Why can death be such a challenging topic to talk about? – James Sanderson, CEO Sue Ryder

Categories: Leadership and Opinion.

In Lord Darzi’s recent report, which was commissioned to look at the performance and challenges within the NHS, he included important reflections on end-of-life care.

And in the Independent Investigation of the National Health Service he wrote, “Society needs to restart the conversation about how to die well: with dignity, compassion, and preferences respected.”

This conversation is vital but too many of us still shy away from it.

In society, some people do everything they can to avoid talking about the subject, even though it is something that unites all living organisms.

As human beings, we have an advanced sense of what this means and, therefore, emotions driven by fear, loss and the negation of our existence can create blocks in our ability to open up.

At a more general level, we spend a lot of our lives facing things we don’t want to. Life is full of stuff that is not full of joy, yet we face these small and less significant fears on a daily basis because we know that in doing so, they enable us to get on with our day, feeling lighter or more in control.

We also spend a huge amount of our lives planning for things, like a house move, a holiday, a new job. We spend hours considering things we might need to purchase – a new toaster, car insurance or the right pair of trainers.

Why don’t we treat our own death the same way? Why not consider it to be just one of those things we need to develop a plan for, which would free us up to get on with the abundance of other things which bring us joy?

And by facing conversations about death and realising that one day we will all die, we can perhaps fully understand who we are and what is really important to us.

It is a deeply personal matter for all of us to consider, and one that needs to be completely absent of judgement. However, the benefits to ourselves, our families and friends, and to society could be significant if we were able to make this shift.

Included in this, would be improvements to how we interact with health and social care services if more of us had a plan for the end.

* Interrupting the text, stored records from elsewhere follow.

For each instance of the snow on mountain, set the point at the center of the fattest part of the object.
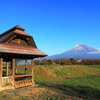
(80, 51)
(82, 48)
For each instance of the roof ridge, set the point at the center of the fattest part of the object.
(13, 28)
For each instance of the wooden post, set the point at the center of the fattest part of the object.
(13, 65)
(1, 62)
(26, 68)
(13, 71)
(7, 67)
(32, 62)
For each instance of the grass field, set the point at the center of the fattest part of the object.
(81, 82)
(62, 82)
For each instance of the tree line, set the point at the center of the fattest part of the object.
(68, 61)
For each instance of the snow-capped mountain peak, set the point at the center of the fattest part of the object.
(82, 48)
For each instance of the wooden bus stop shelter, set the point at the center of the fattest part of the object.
(17, 51)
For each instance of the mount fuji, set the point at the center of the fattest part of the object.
(80, 51)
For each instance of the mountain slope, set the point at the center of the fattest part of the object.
(80, 51)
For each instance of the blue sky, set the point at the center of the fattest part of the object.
(56, 25)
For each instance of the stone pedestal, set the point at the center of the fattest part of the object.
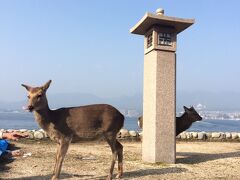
(159, 98)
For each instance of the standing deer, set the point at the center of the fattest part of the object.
(65, 124)
(183, 122)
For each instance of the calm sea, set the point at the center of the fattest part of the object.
(24, 120)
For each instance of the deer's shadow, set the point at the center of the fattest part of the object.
(49, 176)
(145, 172)
(196, 158)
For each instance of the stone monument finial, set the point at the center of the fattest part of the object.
(160, 11)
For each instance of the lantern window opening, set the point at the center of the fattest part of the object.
(149, 40)
(165, 39)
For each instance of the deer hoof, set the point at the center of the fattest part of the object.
(109, 177)
(119, 175)
(54, 178)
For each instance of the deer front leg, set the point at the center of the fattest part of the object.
(61, 152)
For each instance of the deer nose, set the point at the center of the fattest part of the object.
(30, 108)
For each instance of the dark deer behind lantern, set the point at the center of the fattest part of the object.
(183, 122)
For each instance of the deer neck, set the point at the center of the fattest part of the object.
(42, 116)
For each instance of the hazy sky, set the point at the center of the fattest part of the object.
(85, 46)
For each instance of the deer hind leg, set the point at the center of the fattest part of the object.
(61, 152)
(111, 140)
(120, 159)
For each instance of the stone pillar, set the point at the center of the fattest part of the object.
(159, 94)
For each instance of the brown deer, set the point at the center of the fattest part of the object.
(183, 122)
(83, 122)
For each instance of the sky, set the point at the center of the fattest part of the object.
(86, 46)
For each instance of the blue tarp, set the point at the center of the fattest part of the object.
(3, 146)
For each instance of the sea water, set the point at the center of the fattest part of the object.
(25, 120)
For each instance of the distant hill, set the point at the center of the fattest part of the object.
(213, 101)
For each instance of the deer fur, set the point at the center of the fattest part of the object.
(183, 122)
(83, 122)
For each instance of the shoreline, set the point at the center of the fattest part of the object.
(132, 135)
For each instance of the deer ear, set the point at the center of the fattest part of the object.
(46, 86)
(185, 108)
(26, 86)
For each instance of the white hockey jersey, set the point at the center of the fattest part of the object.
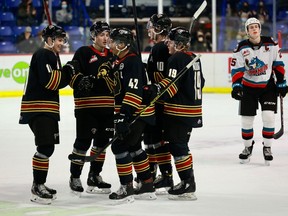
(253, 65)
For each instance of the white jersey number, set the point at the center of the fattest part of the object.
(133, 83)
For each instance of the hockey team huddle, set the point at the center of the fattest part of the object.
(113, 91)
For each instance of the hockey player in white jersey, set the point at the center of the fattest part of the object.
(258, 77)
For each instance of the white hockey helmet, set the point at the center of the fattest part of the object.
(250, 21)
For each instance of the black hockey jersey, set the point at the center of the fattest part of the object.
(94, 62)
(157, 62)
(41, 91)
(185, 96)
(129, 78)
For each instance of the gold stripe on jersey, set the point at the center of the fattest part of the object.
(183, 110)
(141, 166)
(148, 112)
(172, 90)
(54, 80)
(40, 106)
(184, 164)
(40, 163)
(94, 102)
(158, 76)
(124, 169)
(132, 100)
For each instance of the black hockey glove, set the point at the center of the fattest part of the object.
(121, 125)
(237, 91)
(282, 88)
(151, 91)
(85, 85)
(104, 70)
(72, 67)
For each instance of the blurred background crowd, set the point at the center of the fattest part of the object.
(23, 20)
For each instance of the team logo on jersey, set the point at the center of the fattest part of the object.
(93, 59)
(255, 67)
(246, 53)
(93, 130)
(121, 66)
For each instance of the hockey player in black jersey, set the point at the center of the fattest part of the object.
(40, 106)
(157, 149)
(258, 77)
(129, 78)
(182, 109)
(94, 108)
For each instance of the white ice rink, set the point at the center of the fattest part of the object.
(224, 186)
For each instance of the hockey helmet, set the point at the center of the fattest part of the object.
(160, 23)
(99, 27)
(53, 31)
(123, 35)
(179, 35)
(250, 21)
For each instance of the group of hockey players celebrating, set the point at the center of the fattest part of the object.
(113, 91)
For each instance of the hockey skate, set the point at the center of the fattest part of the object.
(76, 186)
(246, 154)
(145, 190)
(96, 185)
(40, 194)
(267, 155)
(51, 191)
(163, 183)
(183, 191)
(124, 194)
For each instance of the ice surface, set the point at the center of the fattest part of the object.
(224, 186)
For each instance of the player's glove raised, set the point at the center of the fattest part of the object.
(237, 91)
(282, 88)
(72, 67)
(121, 125)
(85, 85)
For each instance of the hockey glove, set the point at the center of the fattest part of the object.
(282, 88)
(104, 70)
(85, 85)
(72, 67)
(237, 91)
(121, 125)
(150, 92)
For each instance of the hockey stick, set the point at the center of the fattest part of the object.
(136, 27)
(80, 158)
(50, 23)
(196, 14)
(281, 130)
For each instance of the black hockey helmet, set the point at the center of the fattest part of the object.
(123, 35)
(99, 27)
(160, 23)
(179, 34)
(53, 31)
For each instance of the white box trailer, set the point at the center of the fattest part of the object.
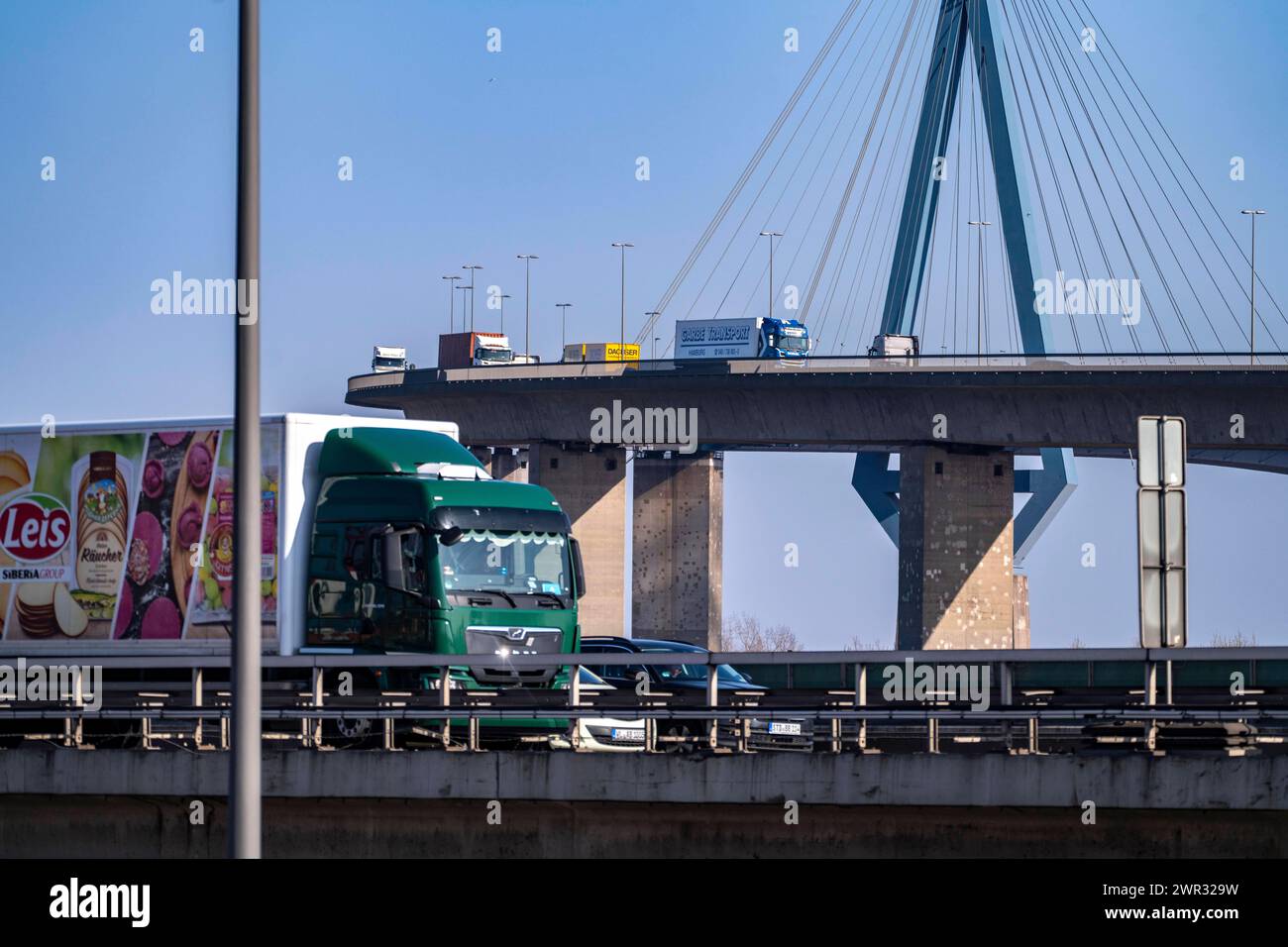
(116, 536)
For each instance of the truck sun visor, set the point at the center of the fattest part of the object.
(498, 519)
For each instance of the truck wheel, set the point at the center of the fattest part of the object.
(352, 731)
(683, 731)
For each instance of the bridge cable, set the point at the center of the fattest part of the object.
(739, 227)
(1168, 163)
(849, 189)
(880, 112)
(1189, 169)
(1164, 195)
(747, 171)
(1073, 170)
(755, 290)
(1122, 192)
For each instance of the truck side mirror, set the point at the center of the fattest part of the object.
(579, 574)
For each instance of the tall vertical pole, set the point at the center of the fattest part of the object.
(771, 235)
(451, 302)
(1252, 290)
(471, 266)
(623, 247)
(527, 300)
(979, 316)
(244, 780)
(563, 325)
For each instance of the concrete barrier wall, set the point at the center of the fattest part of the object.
(1134, 781)
(161, 827)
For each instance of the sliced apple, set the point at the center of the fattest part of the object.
(69, 616)
(37, 595)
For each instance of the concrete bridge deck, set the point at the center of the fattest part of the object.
(825, 403)
(403, 804)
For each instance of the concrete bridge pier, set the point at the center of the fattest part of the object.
(957, 586)
(678, 539)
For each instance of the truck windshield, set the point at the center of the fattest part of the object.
(524, 564)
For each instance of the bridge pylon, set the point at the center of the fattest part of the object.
(964, 25)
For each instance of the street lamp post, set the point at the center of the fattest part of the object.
(563, 325)
(979, 326)
(503, 296)
(463, 290)
(1252, 294)
(651, 315)
(623, 247)
(472, 266)
(244, 777)
(771, 235)
(451, 302)
(527, 298)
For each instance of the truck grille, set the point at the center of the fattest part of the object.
(513, 641)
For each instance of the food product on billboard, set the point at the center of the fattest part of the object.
(188, 508)
(13, 472)
(154, 478)
(95, 604)
(161, 620)
(101, 525)
(200, 463)
(146, 548)
(35, 608)
(68, 615)
(124, 611)
(189, 525)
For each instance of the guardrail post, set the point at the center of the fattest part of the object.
(1008, 696)
(317, 705)
(197, 686)
(712, 701)
(445, 696)
(575, 701)
(73, 724)
(861, 698)
(1151, 699)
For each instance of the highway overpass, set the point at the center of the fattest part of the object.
(957, 423)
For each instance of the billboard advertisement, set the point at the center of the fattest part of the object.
(127, 535)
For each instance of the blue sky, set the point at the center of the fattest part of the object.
(467, 157)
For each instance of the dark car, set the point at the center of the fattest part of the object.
(691, 681)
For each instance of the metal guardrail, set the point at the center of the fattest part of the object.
(1054, 363)
(732, 710)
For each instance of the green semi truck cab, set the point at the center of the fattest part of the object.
(415, 549)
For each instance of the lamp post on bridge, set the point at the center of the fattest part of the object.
(651, 315)
(451, 302)
(771, 235)
(471, 266)
(979, 326)
(563, 325)
(623, 247)
(527, 299)
(1252, 294)
(463, 290)
(503, 296)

There are parallels here with improvements in other health-related movements. Consider cancer and mental health. In the 70s and 80s, our conversations about cancer were almost akin to talking in whispers – we mumbled that some had ‘the big C’ or just skirted over the topic. And the taboo of discussing mental health openly was a real failure of society that resulted in many people struggling for many years.

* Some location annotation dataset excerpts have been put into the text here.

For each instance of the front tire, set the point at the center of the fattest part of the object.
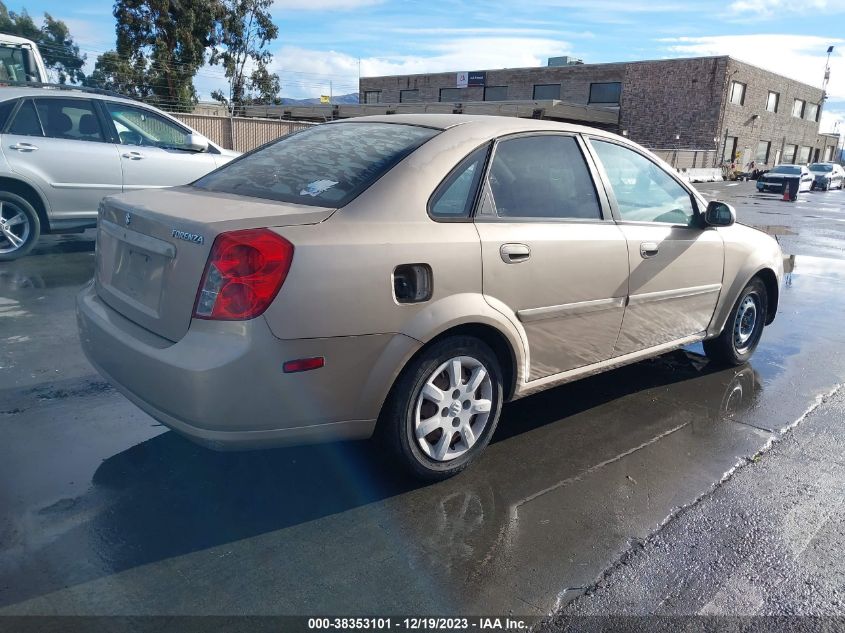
(744, 327)
(19, 227)
(444, 408)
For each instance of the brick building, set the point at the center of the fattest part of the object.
(719, 106)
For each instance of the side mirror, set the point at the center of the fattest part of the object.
(196, 142)
(719, 214)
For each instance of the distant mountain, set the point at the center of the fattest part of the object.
(352, 97)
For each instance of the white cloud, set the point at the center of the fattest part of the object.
(772, 8)
(314, 68)
(322, 5)
(800, 57)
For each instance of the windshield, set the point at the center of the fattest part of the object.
(11, 64)
(326, 165)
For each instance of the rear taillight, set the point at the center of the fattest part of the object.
(245, 271)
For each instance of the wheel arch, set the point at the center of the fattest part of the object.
(31, 195)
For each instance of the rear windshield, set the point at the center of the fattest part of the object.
(326, 165)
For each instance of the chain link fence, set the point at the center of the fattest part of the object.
(239, 133)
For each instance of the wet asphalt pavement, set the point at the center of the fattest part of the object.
(103, 511)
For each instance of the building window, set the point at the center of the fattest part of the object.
(409, 96)
(773, 101)
(729, 151)
(605, 92)
(762, 154)
(450, 94)
(546, 91)
(789, 153)
(737, 93)
(496, 93)
(804, 155)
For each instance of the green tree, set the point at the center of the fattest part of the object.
(243, 32)
(60, 53)
(165, 41)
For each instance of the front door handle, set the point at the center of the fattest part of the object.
(513, 253)
(648, 249)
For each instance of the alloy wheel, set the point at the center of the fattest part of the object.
(453, 408)
(14, 227)
(745, 322)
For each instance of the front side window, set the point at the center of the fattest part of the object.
(138, 126)
(325, 165)
(26, 121)
(644, 192)
(605, 92)
(542, 176)
(455, 197)
(546, 91)
(737, 93)
(72, 119)
(409, 96)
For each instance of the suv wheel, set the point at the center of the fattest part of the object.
(19, 227)
(743, 329)
(444, 408)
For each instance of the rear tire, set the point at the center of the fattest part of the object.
(744, 327)
(19, 227)
(453, 390)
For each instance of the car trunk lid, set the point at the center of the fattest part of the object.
(152, 248)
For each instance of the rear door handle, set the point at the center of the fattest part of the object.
(513, 253)
(648, 249)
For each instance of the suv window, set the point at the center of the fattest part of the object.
(138, 126)
(455, 197)
(542, 176)
(26, 121)
(73, 119)
(644, 192)
(325, 165)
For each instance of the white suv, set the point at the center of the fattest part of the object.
(63, 150)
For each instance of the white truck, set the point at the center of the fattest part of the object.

It is amazing now that we can talk more openly about forms of cancer and treatment options, and that we have actively embraced the fact that it is ‘ok not to be ok’ where mental health is concerned.

We still have a long way to go on both fronts but the environment we have now is a revolutionary step forward from where we were.

At Sue Ryder, our vision is to ensure that no one should face death or grief alone. It is a simple and compelling vision but one that is challenging in a society that avoids talking about death.

One day we will all die. But on every other day of our lives, we won’t. Let’s begin to reframe the end of our lives by adding just one more thing to plan for, talk about, and accept. Then, perhaps, we can truly live.